Peu importe où vous vous trouvez: la date de validité débute le jour où vous avez réussi votre permis théorique, et non quand vous avez été chercher votre sésame à la commune. Ne traînez donc pas !

Ne devient pas guide qui veut

Devenir guide ne se fait plus en un claquement de doigts. À nouveau, chaque région a sa spécificité :

  • À Bruxelles: vous devez tenir un “carnet de bord” contenant toutes vos expériences de conduite.
  • En Flandre: votre guide doit suivre une formation obligatoire de 3 h en auto-école. Cette formation reste valable 10 ans.
  • En Wallonie: vous devez vous rendre à un rendez-vous pédagogique de 3 h dans une auto-école, avant de demander le permis. Votre enfant devra d’ailleurs vous y accompagner.

Enfin, vous devez respecter des conditions communes à tout le pays:

  • Être inscrit en Belgique et avoir une carte d’identité belge.
  • Avoir votre permis de conduire (catégorie B) belge ou européen depuis au moins 8 ans.
  • Ne pas avoir subi de retrait de permis au cours des 3 dernières années.
  • Ne pas avoir été mentionné(e) comme guide sur un autre permis de conduire provisoire pendant l’année qui précède votre demande. À l’exception du même candidat, un de vos enfants, petits-enfants, frères et sœurs, pupilles ou ceux de votre partenaire légal.

Un véhicule bien équipé et bien couvert

Que vous utilisiez votre véhicule ou un véhicule acheté pour votre enfant, n’oubliez pas de l’équiper d’un second rétroviseur et d’appliquer le L blanc sur fond bleu à l’arrière.

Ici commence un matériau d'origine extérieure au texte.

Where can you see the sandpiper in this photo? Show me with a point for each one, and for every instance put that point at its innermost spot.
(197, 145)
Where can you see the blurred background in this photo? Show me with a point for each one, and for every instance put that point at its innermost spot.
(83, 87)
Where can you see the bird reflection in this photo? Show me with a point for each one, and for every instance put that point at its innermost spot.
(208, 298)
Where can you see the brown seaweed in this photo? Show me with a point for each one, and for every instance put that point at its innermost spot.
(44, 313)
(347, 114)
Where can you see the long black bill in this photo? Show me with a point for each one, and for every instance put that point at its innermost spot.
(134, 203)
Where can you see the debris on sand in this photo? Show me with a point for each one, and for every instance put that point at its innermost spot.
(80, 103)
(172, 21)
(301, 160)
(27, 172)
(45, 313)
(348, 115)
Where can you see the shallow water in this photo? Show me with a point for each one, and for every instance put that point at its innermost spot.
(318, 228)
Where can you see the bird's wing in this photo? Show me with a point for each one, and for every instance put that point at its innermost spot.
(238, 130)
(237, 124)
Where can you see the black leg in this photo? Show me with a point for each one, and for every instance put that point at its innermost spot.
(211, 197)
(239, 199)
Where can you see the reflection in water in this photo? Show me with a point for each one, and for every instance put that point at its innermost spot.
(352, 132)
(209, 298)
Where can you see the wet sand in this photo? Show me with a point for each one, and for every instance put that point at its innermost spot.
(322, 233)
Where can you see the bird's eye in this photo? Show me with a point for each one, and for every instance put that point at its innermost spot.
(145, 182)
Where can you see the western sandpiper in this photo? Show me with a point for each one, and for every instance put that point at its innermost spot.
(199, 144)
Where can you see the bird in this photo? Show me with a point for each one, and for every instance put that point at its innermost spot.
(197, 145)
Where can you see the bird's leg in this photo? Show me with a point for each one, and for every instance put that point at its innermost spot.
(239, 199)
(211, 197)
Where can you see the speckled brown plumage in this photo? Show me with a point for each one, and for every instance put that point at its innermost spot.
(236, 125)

Votre assurance RC couvrira normalement votre enfant pendant son apprentissage avec votre véhicule. Prévenez votre assureur pour éviter les mauvaises surprises.

Apprendre sans brûler les étapes

Commencez par apprendre à votre enfant à avancer et à reculer dans votre allée de garage ou sur un parking désert, et à faire des manœuvres simples. Quand les bases seront acquises, montez graduellement en régime: rendez-vous d’abord dans de petites rues résidentielles, avant de laisser votre enfant se lancer dans un trafic plus dense.

Pensez toujours à planifier votre itinéraire avant de prendre la route, voire à faire vous-même une reconnaissance préalable pour repérer les pièges et difficultés. Vous réduirez ainsi le stress et les imprévus et pourrez vous concentrer sur le guidage de votre enfant.

Détente et attitude positive

Le stress est communicatif, et votre enfant répondra à votre anxiété par plus de nervosité. Pas idéal pour l’apprentissage! Si vous pensez que vous ne parviendrez pas à rester suffisamment serein dans la position de moniteur, mieux vaut peut-être passer le relais à quelqu’un d’autre. Par ailleurs, ne soyez pas avare de compliments quand votre élève fait des progrès: il prendra confiance en lui et en sortira meilleur conducteur!

L’occasion fait le larron

Multipliez les occasions de conduite: vous conduisez votre enfant à ses cours de musique? Laissez-lui le volant! Chaque trajet est une séance d’entraînement pour l’examen pratique.